At one point in the 16-17 season, I posted a radar featuring Zlatan Ibrahimovic’s xG stats and basically exclaimed that his output so far was exceptional and that goals would come.

This was… controversial. And as with almost anything that’s controversial on Twitter, I took a bit of a battering.

heh_archival_material

 

We’ve recently added date filters for radars to the StatsBombIQ platform, and Zlatan’s Manchester United season is a fantastic case study for a boring old stats concept called “reversion to the mean.” Applying the concept to Zlatan, despite the fact that he scored few goals for United in the first three months of the season, I was predicting that his future output would revert toward the mean expected output, and he’d start scoring a lot of goals.

The first image below is his actual output vs predicted output from the start of the season until November 1st.

zlatan_through_oct31

The formats here are slightly different, but from a stats perspective, my contention was that his scoring output was going to move toward to his expected goals (xG) and expected assists (xA) at some point in the future.

Here is Zlatan’s production from November 1st onward, the left side representing real world output, and the right side containing the xG info.

zlatan_nov1_onward

So from November onward, Zlatan actually outperformed his xG numbers by scoring more goals than expected. As my colleague DOCTOR Kwiatkowski might say, “Welcome to the world of averages and variance!”

The final Zlatan radars below are his output for the full season, which was unfortunately cut short by a brutal cruciate ligament tear.

zlatan_full_manunited_season

And BEHOLD, actual production and expected production ended up being very similar to each other, which was what I was suggesting would happen in the first place.

Now this happens in football all the time. A hot scoring streak that isn’t backed by high xG numbers should not be expected to continue indefinitely. On the flip side, players with strong output like Zlatan above might be very good candidates for a discount transfer move, assuming you can’t find obvious flaws in their game.

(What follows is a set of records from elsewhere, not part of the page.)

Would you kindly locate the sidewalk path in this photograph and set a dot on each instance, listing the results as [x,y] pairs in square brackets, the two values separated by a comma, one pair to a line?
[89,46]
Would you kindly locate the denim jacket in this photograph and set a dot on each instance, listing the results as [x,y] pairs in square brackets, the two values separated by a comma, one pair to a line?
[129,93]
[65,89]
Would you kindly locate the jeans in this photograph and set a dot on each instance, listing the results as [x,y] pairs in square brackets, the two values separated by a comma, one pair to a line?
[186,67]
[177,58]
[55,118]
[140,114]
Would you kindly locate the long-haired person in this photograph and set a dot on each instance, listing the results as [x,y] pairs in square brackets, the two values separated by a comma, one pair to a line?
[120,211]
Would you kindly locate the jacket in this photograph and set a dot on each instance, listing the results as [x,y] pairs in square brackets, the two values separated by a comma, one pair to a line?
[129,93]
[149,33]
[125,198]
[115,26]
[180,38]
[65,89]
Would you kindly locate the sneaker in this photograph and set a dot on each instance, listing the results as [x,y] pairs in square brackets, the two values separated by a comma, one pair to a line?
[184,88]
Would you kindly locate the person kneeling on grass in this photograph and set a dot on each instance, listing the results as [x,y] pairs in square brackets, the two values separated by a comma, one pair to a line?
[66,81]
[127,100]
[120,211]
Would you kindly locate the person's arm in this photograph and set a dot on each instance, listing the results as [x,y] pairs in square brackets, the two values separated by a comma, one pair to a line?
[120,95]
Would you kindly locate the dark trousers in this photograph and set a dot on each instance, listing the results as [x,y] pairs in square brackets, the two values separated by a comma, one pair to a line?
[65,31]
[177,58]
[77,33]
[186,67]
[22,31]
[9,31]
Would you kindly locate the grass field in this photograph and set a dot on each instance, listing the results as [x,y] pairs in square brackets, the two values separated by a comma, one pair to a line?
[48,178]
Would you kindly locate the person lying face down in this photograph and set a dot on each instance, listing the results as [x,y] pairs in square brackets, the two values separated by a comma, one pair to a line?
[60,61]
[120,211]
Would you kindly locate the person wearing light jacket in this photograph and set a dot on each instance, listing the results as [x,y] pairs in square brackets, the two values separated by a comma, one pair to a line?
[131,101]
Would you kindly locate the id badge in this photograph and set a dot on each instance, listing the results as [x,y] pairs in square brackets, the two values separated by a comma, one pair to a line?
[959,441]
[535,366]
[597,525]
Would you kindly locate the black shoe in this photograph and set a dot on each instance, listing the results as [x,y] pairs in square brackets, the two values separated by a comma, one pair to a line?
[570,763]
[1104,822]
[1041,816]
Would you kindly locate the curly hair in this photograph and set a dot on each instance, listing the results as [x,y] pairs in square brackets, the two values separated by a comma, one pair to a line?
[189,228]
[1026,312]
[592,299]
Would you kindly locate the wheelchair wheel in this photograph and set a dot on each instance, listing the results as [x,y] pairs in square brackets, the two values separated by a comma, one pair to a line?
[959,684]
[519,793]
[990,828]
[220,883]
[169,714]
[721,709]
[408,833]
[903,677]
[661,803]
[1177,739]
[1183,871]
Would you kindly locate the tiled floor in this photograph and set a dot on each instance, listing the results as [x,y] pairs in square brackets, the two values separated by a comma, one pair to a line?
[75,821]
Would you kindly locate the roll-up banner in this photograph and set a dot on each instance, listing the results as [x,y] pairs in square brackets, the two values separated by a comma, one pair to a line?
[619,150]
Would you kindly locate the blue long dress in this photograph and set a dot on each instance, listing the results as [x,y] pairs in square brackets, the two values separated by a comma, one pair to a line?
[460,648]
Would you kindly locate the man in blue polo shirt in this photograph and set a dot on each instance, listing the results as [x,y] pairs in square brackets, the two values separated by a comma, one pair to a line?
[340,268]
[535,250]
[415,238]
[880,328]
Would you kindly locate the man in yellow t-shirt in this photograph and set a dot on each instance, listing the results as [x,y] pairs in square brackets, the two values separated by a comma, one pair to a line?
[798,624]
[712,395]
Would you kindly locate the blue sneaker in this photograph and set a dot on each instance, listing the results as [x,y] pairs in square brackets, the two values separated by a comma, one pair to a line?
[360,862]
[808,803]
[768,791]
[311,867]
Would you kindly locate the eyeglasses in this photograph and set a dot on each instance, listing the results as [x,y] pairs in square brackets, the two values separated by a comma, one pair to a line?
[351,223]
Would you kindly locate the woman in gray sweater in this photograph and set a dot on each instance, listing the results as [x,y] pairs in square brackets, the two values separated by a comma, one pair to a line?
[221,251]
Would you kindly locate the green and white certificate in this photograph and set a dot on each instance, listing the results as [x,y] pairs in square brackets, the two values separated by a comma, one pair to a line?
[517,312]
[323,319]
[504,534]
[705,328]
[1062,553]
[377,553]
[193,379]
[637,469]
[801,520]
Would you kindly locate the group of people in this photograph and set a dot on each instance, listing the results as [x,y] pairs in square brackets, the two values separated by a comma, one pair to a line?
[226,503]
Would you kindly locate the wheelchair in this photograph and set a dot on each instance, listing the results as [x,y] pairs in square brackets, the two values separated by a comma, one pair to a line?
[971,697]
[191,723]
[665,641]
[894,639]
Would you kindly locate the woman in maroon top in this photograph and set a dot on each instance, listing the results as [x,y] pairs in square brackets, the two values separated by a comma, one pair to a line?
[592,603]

We actually had a situation like this happen at Brentford with regard to Alan Judge. Coming into the 15-16 season, our group really liked him. He had a great defensive work rate, some very good assist numbers, and he was pretty good with the ball.

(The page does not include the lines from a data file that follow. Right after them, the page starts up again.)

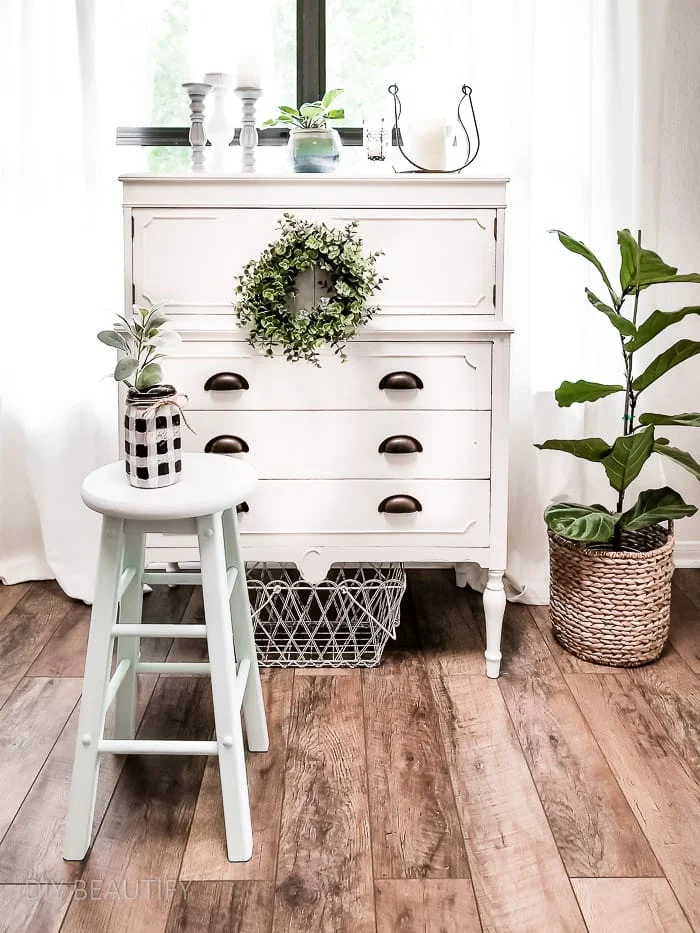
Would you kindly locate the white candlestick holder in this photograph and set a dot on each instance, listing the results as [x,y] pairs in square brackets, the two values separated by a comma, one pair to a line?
[249,135]
[197,93]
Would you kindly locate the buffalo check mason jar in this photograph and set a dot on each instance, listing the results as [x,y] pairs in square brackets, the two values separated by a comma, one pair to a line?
[152,438]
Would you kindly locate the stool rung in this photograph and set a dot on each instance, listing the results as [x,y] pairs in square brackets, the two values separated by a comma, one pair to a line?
[125,579]
[156,747]
[184,578]
[158,630]
[172,667]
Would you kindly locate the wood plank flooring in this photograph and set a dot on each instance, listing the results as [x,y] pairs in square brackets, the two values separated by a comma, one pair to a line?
[417,797]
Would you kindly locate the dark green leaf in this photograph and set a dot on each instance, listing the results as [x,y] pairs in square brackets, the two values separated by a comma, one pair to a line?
[656,505]
[588,448]
[331,95]
[582,391]
[125,368]
[112,339]
[689,419]
[623,325]
[149,376]
[678,353]
[580,522]
[655,323]
[681,457]
[576,246]
[628,456]
[628,255]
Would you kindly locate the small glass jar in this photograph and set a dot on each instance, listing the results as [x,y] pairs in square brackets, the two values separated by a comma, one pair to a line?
[152,437]
[376,140]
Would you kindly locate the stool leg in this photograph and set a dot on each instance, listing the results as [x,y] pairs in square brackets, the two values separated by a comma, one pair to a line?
[81,806]
[227,714]
[130,609]
[244,640]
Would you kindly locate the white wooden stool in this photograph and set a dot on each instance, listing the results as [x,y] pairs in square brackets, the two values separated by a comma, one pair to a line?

On the other hand, by midseason, he was viewed as Brentford’s only really good player. The reason for this can be seen in his shot maps.

judge_shot_map

In an amazing piece of serendipity, the point that I pulled Judge’s shots for a shot location presentation I was giving was within two shots of his previous year’s output. One of the things I wanted to talk about was yes, Judge was playing very well, but don’t expect that level of output to continue. There was also a subtext there of, if he didn’t want to sign an extension and good offers came in, maybe we should consider selling him.

The cool part about the Judge shot maps is they cut through a lot of the usual arguments you get into about player over/under performance. This was in a player

  • in the same team
  • in the same league
  • with mostly similar teammates
  • only one year older
  • With IDENTICAL SHOT QUALITY from similar locations overall

And yet one season he scored three goals and the next he scored 10 + 2 penalties, which was completely changing how everyone thought about the player, including our own club personnel.

Unfortunately, shortly after I gave the presentation, Judge suffered a horrible leg break and hasn’t played since, so the concern about a reversion was replaced with an entirely different set of concerns.

In practical terms, reversion to the mean combined with not all shots being equal is exactly why we moved from using actual output to analyse players and started to use expected output. Both of the examples above are practical use cases that happen thousands of times across football every year, and when used correctly, stats help you see likely future performance far more clearly than you ever would via traditional methods.

Ted Knutson
@mixedknuts
ted@statsbombservices.com

  • NunyaBusiness

    I think this would have been fairly obvious to most of the people that really follow and know this stuff.

    Here is my question: is *xG* also susceptible to distortion by variance (presumably so) and how do you deal with *that* when you’re using xG essentially to tease out the variance in goal scoring?

  • BundesPremierLeague

    You know you spent too much time in England when you call it reversion to the mean instead of regression to the mean! USA USA USA! Toodles!